Profit slid to $8.9 million, or 4.63 cents per share, in the six months ended December 31, from $9.6m, or 5 cents, a year earlier, the Auckland-based company said in a statement. Revenue declined 9.5 per cent to $97.3m. The result is weaker than the $100.5m revenue and $10m profit forecast by brokerage Forsyth Barr.

Skellerup's industrial division, which supplies polymer products and vacuum pump equipment, posted a 6.2 per cent drop in earnings before interest and tax, primarily due to lower sales into the Australian mining sector and the impact of a stronger New Zealand currency.

Earnings edged up 1.5 per cent at its agricultural unit, which provides rubber products to the dairy industry, as the performance of the US, New Zealand and Australian markets offset weaker European demand.

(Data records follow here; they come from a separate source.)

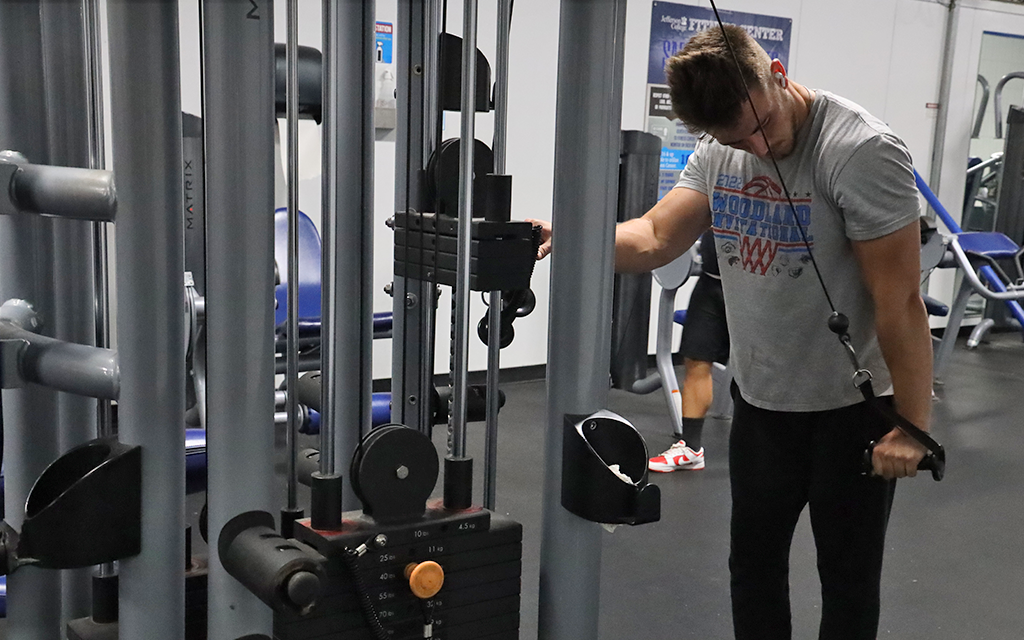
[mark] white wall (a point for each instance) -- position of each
(885, 54)
(975, 17)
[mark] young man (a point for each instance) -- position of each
(800, 426)
(706, 341)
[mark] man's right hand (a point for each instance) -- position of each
(545, 248)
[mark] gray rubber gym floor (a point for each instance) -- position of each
(954, 568)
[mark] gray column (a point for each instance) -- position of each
(146, 138)
(31, 436)
(239, 119)
(587, 124)
(413, 342)
(68, 123)
(347, 226)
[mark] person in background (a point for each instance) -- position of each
(706, 341)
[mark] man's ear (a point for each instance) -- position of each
(778, 74)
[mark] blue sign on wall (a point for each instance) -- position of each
(672, 25)
(385, 34)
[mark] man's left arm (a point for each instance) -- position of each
(891, 268)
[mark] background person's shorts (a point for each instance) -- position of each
(706, 335)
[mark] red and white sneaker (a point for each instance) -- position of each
(679, 456)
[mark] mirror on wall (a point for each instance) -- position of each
(999, 84)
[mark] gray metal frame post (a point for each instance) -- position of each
(26, 242)
(461, 292)
(347, 224)
(587, 141)
(146, 138)
(239, 120)
(292, 356)
(414, 300)
(495, 297)
(65, 72)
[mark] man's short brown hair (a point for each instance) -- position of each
(707, 91)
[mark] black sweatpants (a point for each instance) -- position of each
(778, 463)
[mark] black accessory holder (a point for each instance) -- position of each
(591, 489)
(85, 509)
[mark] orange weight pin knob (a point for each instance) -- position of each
(425, 579)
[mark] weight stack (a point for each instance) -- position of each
(479, 552)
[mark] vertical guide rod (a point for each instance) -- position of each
(330, 130)
(100, 241)
(292, 358)
(460, 342)
(495, 297)
(347, 224)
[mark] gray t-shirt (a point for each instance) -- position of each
(850, 178)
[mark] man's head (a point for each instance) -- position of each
(709, 92)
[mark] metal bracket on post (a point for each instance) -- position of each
(10, 368)
(65, 192)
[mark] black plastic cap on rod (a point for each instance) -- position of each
(104, 599)
(458, 483)
(325, 509)
(288, 518)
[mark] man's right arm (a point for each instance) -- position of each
(663, 233)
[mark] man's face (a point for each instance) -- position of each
(777, 121)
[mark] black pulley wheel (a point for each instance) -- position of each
(443, 172)
(394, 470)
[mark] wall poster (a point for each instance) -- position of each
(671, 27)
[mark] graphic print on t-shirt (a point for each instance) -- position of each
(755, 226)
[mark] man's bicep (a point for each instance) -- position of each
(891, 264)
(663, 233)
(679, 219)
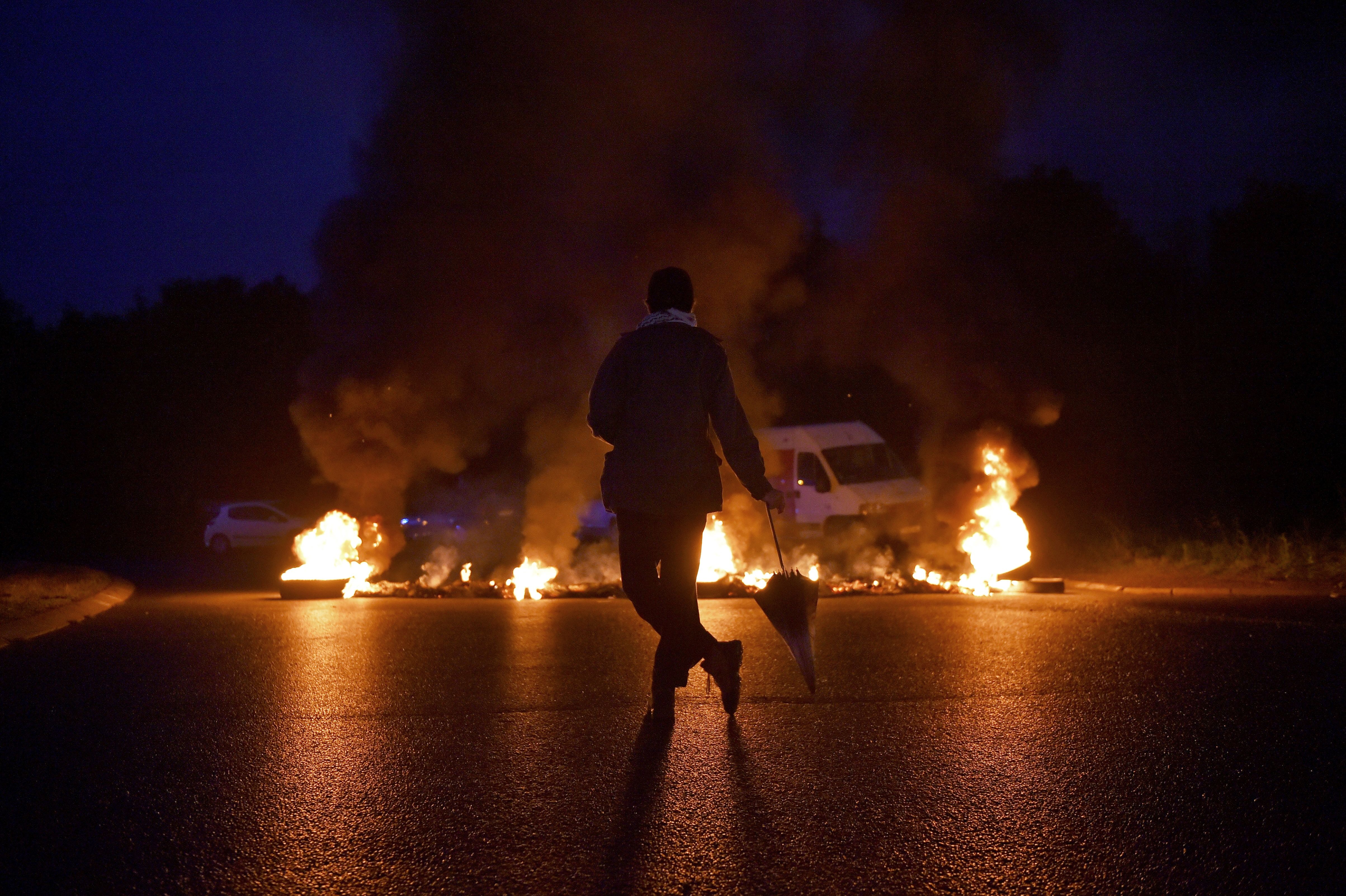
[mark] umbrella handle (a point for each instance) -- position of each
(774, 539)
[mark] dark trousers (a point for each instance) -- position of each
(660, 559)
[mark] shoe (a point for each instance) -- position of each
(725, 669)
(662, 709)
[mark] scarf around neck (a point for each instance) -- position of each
(669, 315)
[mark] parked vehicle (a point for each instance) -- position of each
(835, 475)
(251, 524)
(597, 523)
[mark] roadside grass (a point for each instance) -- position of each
(27, 590)
(1228, 551)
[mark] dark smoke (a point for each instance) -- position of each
(536, 161)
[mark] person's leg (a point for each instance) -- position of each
(684, 641)
(639, 547)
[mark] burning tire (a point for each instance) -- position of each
(311, 588)
(1040, 587)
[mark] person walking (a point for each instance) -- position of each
(653, 399)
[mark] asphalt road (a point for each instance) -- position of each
(235, 743)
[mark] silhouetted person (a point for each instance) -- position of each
(653, 399)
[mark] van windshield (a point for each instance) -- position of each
(863, 463)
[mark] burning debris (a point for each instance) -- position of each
(979, 539)
(338, 548)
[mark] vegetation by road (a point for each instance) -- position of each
(27, 590)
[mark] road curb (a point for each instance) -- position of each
(61, 617)
(1235, 591)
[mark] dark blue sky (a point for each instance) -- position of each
(146, 140)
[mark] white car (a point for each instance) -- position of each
(251, 524)
(838, 474)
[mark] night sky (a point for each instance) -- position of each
(148, 140)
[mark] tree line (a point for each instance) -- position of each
(1197, 383)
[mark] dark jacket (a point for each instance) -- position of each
(652, 400)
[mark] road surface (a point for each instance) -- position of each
(212, 743)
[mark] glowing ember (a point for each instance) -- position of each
(530, 579)
(757, 579)
(332, 551)
(995, 539)
(717, 555)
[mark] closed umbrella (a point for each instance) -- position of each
(791, 602)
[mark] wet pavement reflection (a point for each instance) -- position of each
(236, 743)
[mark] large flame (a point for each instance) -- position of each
(717, 556)
(996, 539)
(332, 551)
(530, 579)
(719, 560)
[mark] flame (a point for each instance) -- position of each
(332, 551)
(719, 560)
(717, 555)
(996, 539)
(531, 578)
(757, 579)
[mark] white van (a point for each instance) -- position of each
(838, 474)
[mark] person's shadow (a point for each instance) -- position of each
(644, 782)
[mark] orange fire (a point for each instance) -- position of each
(996, 539)
(332, 551)
(719, 560)
(530, 579)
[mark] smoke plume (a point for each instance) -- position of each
(535, 162)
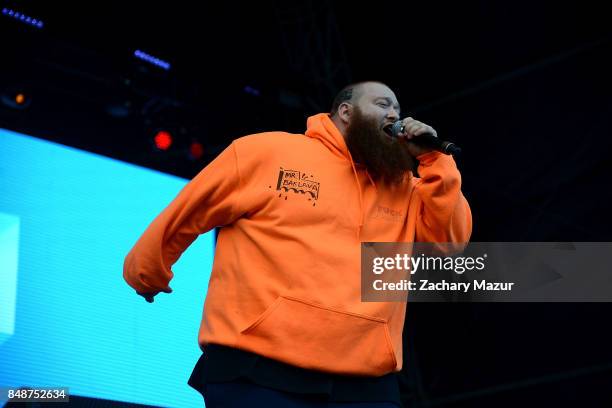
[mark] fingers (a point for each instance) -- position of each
(412, 127)
(150, 296)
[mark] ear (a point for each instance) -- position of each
(345, 110)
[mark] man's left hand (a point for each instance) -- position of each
(412, 130)
(150, 296)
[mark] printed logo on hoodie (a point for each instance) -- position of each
(297, 182)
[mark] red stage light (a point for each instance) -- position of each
(163, 140)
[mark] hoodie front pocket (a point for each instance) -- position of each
(318, 337)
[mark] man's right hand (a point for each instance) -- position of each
(149, 296)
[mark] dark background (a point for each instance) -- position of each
(523, 87)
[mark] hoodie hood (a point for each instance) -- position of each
(321, 127)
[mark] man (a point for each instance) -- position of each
(283, 324)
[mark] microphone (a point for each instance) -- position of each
(427, 140)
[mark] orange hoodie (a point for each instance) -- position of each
(286, 276)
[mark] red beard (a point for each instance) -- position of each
(385, 158)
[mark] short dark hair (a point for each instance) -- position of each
(348, 93)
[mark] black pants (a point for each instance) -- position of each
(241, 393)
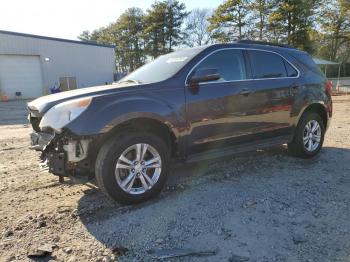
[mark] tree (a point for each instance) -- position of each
(163, 26)
(261, 10)
(196, 27)
(127, 33)
(229, 20)
(334, 21)
(291, 21)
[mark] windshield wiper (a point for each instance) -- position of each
(130, 81)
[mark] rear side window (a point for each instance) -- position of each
(267, 65)
(291, 72)
(229, 63)
(308, 62)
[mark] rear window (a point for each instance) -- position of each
(229, 63)
(308, 62)
(291, 72)
(267, 65)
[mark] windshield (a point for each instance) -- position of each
(162, 68)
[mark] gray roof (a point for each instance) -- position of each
(56, 39)
(324, 62)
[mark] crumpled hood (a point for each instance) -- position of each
(42, 104)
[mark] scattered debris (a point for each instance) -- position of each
(249, 204)
(68, 250)
(299, 238)
(8, 233)
(180, 252)
(236, 258)
(159, 241)
(120, 251)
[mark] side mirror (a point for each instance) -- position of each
(205, 75)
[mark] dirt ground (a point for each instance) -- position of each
(259, 206)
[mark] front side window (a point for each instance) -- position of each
(267, 65)
(229, 64)
(163, 67)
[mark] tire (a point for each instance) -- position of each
(110, 166)
(300, 147)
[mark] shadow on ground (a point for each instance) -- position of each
(13, 112)
(266, 206)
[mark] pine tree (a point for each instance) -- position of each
(229, 20)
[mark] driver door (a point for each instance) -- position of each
(218, 111)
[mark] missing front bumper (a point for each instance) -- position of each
(40, 140)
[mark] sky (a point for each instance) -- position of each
(68, 18)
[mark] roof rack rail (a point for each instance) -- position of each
(254, 42)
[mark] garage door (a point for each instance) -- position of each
(21, 74)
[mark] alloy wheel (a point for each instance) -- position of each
(138, 168)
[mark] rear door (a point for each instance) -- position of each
(275, 81)
(20, 76)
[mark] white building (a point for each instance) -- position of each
(30, 65)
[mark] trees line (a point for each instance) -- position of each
(321, 27)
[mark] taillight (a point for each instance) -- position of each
(328, 86)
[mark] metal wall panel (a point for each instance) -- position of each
(90, 65)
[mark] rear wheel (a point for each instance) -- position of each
(309, 136)
(132, 167)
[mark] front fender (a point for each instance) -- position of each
(105, 113)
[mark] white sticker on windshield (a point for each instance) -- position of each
(176, 59)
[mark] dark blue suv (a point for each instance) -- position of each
(190, 105)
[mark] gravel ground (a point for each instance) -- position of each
(259, 206)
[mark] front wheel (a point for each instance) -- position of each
(132, 167)
(309, 136)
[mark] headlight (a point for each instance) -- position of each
(63, 113)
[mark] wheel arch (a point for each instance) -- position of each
(318, 108)
(145, 124)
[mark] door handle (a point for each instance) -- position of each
(294, 90)
(245, 92)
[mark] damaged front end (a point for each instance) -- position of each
(62, 153)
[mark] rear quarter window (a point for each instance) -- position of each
(267, 65)
(307, 62)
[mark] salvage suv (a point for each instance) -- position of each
(191, 105)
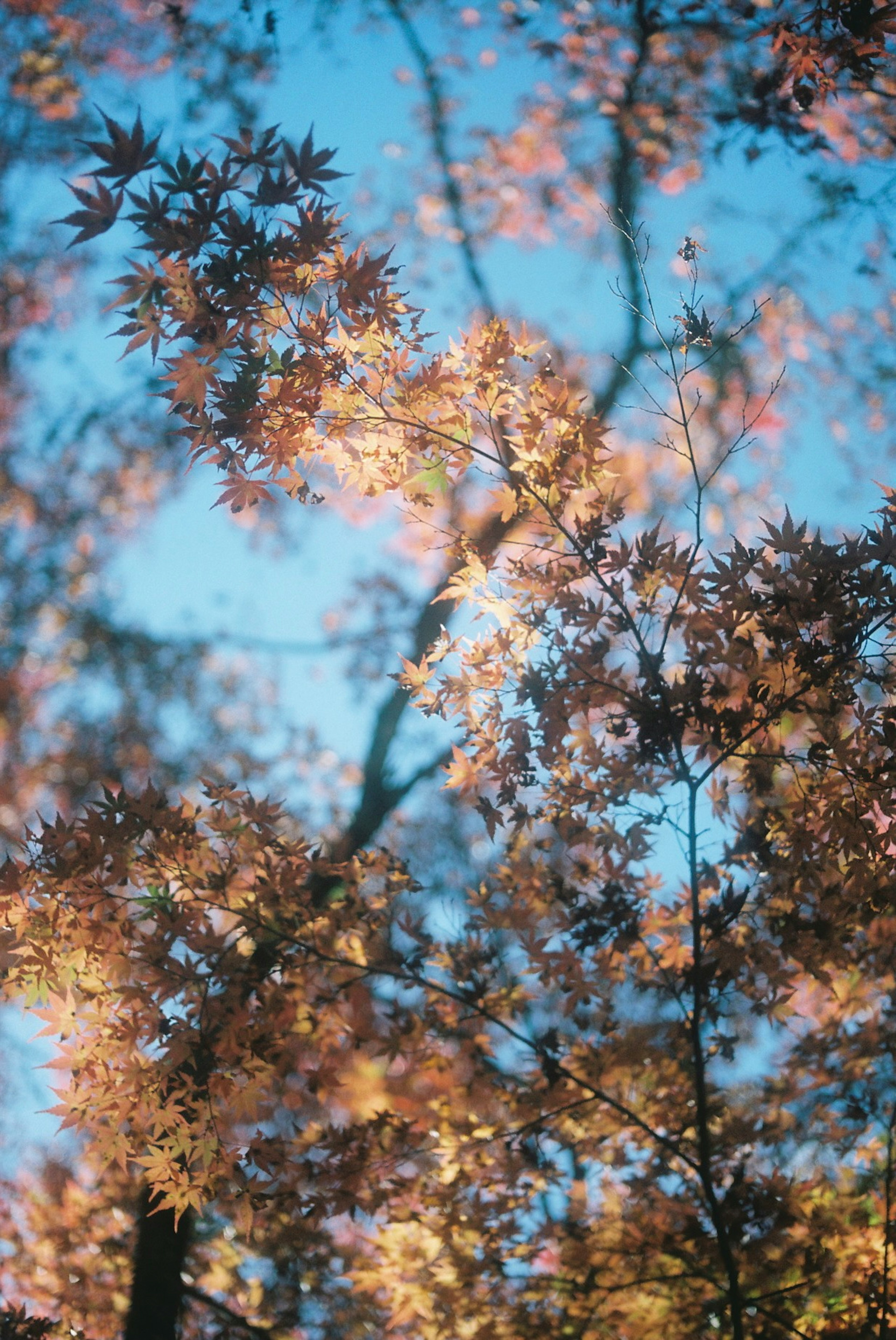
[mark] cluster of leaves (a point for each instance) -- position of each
(534, 1117)
(287, 342)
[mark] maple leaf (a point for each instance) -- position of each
(125, 155)
(100, 212)
(240, 491)
(309, 167)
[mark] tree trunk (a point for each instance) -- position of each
(157, 1291)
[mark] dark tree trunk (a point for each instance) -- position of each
(157, 1292)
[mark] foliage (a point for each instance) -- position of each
(639, 1079)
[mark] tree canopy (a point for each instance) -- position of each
(574, 1018)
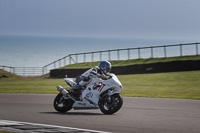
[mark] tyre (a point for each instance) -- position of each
(111, 106)
(61, 104)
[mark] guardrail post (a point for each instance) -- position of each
(128, 52)
(118, 56)
(151, 52)
(165, 52)
(139, 53)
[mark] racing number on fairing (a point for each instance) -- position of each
(100, 86)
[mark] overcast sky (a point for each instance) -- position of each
(102, 18)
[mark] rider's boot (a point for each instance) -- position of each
(76, 90)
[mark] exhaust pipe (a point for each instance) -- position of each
(64, 92)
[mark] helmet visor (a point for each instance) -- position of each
(108, 69)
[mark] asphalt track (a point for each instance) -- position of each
(138, 115)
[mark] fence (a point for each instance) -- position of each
(24, 71)
(115, 54)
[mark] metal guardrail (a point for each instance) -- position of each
(115, 54)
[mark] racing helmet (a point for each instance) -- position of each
(105, 66)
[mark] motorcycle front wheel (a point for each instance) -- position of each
(111, 106)
(61, 104)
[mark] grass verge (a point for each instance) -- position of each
(132, 62)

"Skellerup's investment into developing new products in international markets and solid agri sales in the New Zealand market only partially offset the effects of lower sales in some of our commodity-affected markets and the strength of the New Zealand dollar in the first half of the year," chair Liz Coutts and chief executive David Mair said in a statement.

"Recent improvements in dairy commodity prices are an encouraging sign for the agri division. The second part of the year is traditionally a stronger half and the start has been positive. We are cautiously optimistic regarding the prospects for the coming six months.

"We have also seen a lift in the oil, gas and iron ore prices, which influence our industrial division's results. The improvement of our product range across all of the businesses in this division underpins prospects for the second half of the year."

The company retained its forecast for annual profit of between $20m to $22m , from $20.5m a year earlier.

For the agricultural unit, ebit advanced to $8.4 million from $8.3 million, while revenue slid 11 per cent to $36.6m. In the industrial unit, ebit dropped to $7.2m from $7.6m as revenue declined 9 percent to $60.8m.

The company's finance costs increased to $554,000 from $125,000 a year earlier, due to higher debt as a result of the agri unit's new rubber factory in the Christchurch suburb of Wigram. Its net debt at Dec. 31 stood at $35.6m, up from $17.6m a year earlier.

Skellerup will pay a dividend of 3.5 cents per share on March 23, unchanged from the year earlier.

Its shares last traded at $1.61 and have gained 20 per cent over the past year.